What are the risks of the surgery?
The surgery's risks are relatively small and for a surgery in one height they include: Cerebrospinal fluid leak- 8%, a reversible complication- it is possible to stitch the rip in the sack if one appeared or to glue it with biological glue. Infections- 1%, a reversible complication, antibiotics can be prescribed to eradicate the infection. Neurological damage- limb weakness or lack of control of the sphincters- less than one percent. Damage to the big blood vesseles- less than one percent. Deep venous thrombosis or pulmonary embolism- less than one percent.
How long does the surgery take?
For a single height an hour and a half. For every additional height another hour.
How many hospitalization days after the surgery?

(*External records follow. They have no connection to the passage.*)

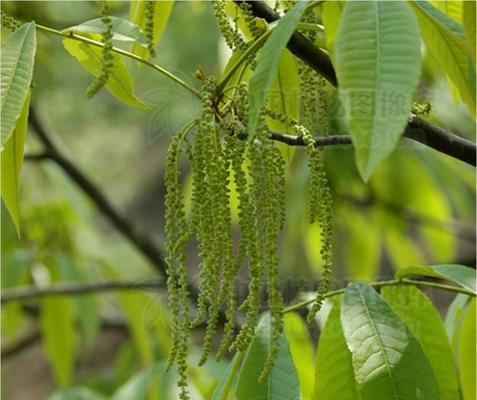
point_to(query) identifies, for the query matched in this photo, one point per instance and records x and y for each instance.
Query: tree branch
(417, 129)
(52, 152)
(75, 289)
(393, 282)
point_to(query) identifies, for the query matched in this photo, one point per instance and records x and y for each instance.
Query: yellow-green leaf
(449, 49)
(467, 354)
(268, 62)
(119, 83)
(18, 56)
(388, 361)
(469, 26)
(299, 340)
(334, 369)
(425, 323)
(378, 65)
(162, 11)
(11, 161)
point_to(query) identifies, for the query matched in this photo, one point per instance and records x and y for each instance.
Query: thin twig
(75, 289)
(140, 241)
(75, 36)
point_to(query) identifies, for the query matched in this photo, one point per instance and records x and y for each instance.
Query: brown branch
(417, 129)
(76, 289)
(52, 152)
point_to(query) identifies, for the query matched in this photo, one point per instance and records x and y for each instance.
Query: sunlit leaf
(58, 335)
(122, 29)
(425, 323)
(137, 387)
(224, 388)
(378, 65)
(283, 379)
(268, 62)
(448, 49)
(459, 274)
(452, 8)
(387, 359)
(18, 57)
(331, 15)
(467, 354)
(334, 376)
(119, 83)
(11, 161)
(469, 25)
(162, 11)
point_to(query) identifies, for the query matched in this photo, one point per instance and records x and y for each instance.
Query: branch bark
(52, 152)
(417, 129)
(75, 289)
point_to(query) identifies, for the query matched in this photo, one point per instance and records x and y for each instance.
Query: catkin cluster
(107, 57)
(315, 117)
(229, 31)
(9, 22)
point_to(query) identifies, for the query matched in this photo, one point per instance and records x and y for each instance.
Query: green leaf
(448, 49)
(467, 354)
(123, 30)
(331, 16)
(454, 318)
(77, 393)
(133, 305)
(283, 98)
(224, 387)
(334, 376)
(58, 333)
(425, 323)
(387, 359)
(299, 340)
(162, 11)
(469, 26)
(137, 387)
(283, 379)
(268, 62)
(12, 161)
(120, 82)
(459, 274)
(452, 8)
(18, 57)
(378, 65)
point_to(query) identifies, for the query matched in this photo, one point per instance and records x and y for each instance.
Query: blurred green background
(418, 208)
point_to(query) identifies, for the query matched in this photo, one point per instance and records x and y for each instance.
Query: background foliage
(417, 208)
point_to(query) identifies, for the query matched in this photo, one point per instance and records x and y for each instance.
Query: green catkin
(177, 234)
(274, 220)
(9, 22)
(107, 55)
(149, 27)
(231, 34)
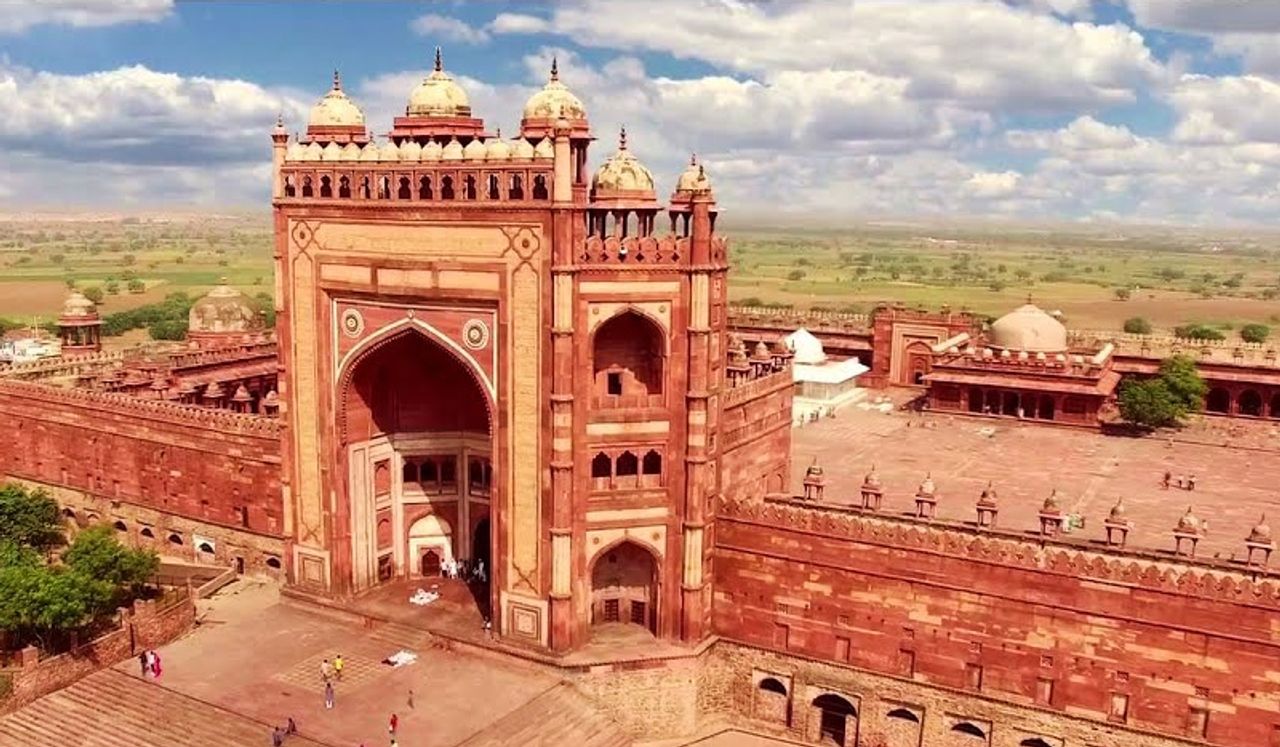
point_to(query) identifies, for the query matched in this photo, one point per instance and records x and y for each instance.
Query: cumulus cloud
(444, 27)
(17, 15)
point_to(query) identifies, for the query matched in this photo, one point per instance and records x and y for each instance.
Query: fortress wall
(1004, 619)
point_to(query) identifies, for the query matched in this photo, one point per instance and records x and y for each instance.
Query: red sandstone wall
(755, 436)
(931, 604)
(200, 464)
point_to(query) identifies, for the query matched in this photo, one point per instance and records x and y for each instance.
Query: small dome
(808, 348)
(336, 109)
(694, 178)
(222, 311)
(475, 150)
(410, 150)
(1028, 329)
(872, 479)
(497, 149)
(521, 149)
(78, 306)
(622, 172)
(1189, 523)
(438, 95)
(1261, 532)
(554, 101)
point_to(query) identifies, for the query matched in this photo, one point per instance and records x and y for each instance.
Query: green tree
(1137, 325)
(30, 518)
(1255, 333)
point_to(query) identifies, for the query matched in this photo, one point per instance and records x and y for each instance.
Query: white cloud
(435, 26)
(18, 15)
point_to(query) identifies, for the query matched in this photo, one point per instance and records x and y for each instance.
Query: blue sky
(1098, 110)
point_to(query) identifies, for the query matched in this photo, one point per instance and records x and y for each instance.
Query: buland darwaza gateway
(493, 349)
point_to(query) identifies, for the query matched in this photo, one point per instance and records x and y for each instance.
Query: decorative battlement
(1187, 576)
(167, 411)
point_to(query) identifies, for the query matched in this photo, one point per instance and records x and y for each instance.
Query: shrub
(1137, 325)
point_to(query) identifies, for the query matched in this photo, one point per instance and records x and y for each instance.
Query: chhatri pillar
(987, 508)
(1260, 544)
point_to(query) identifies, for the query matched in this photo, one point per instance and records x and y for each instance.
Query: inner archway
(414, 417)
(625, 587)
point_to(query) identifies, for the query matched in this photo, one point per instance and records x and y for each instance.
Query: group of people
(150, 663)
(1184, 482)
(465, 569)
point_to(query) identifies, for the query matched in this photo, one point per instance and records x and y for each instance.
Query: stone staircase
(560, 716)
(113, 709)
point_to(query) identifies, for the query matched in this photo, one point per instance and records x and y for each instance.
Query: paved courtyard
(1024, 462)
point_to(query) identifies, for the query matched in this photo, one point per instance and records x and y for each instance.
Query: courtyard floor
(1027, 461)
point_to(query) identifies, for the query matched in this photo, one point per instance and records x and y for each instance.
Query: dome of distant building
(438, 95)
(222, 311)
(1031, 329)
(554, 101)
(336, 109)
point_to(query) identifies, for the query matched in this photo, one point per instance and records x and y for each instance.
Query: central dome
(1028, 328)
(554, 101)
(438, 95)
(336, 109)
(622, 173)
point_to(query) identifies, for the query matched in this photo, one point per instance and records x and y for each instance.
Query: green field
(1171, 276)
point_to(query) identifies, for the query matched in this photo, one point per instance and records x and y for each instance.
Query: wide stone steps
(560, 716)
(113, 709)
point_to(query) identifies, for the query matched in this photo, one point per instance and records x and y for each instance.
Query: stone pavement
(1025, 462)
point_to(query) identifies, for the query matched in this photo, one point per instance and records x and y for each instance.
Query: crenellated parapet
(1206, 578)
(172, 412)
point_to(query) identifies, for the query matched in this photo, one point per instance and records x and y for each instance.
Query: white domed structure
(336, 109)
(554, 101)
(438, 95)
(222, 312)
(1029, 329)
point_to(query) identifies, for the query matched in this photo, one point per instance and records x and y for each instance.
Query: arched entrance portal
(625, 587)
(414, 418)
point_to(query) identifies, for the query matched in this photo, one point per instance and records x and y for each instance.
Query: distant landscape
(1096, 278)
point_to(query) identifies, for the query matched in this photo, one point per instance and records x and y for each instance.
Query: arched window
(629, 356)
(602, 466)
(627, 464)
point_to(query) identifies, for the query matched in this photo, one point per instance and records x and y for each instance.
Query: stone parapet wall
(147, 624)
(1001, 615)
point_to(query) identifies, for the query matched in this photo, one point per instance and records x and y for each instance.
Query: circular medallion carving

Usually one day of hospitalization is enough. A patient will not be released home before he has gained full independent mobility and can take care of his everyday needs.
Is there any need to stay in bed after the surgery?
No, I encourage getting out of bed after the surgery. There is no restriction on climbing up and down stairs.
Is there any need for a back brace after the surgery?
No, there is no need for a back brace after the surgery.
What is the size of the surgical scar?
3-5 centimeters for one height
Is there any need for stitch removal?
No, I use dissolvable stitches.
Can I go back to participate in any activity I want after the healing period?
Yes, there should not be any restriction on functioning.
How long will I be missing from work?
If you have an office job 7-10 days. A month and a half for a physical job.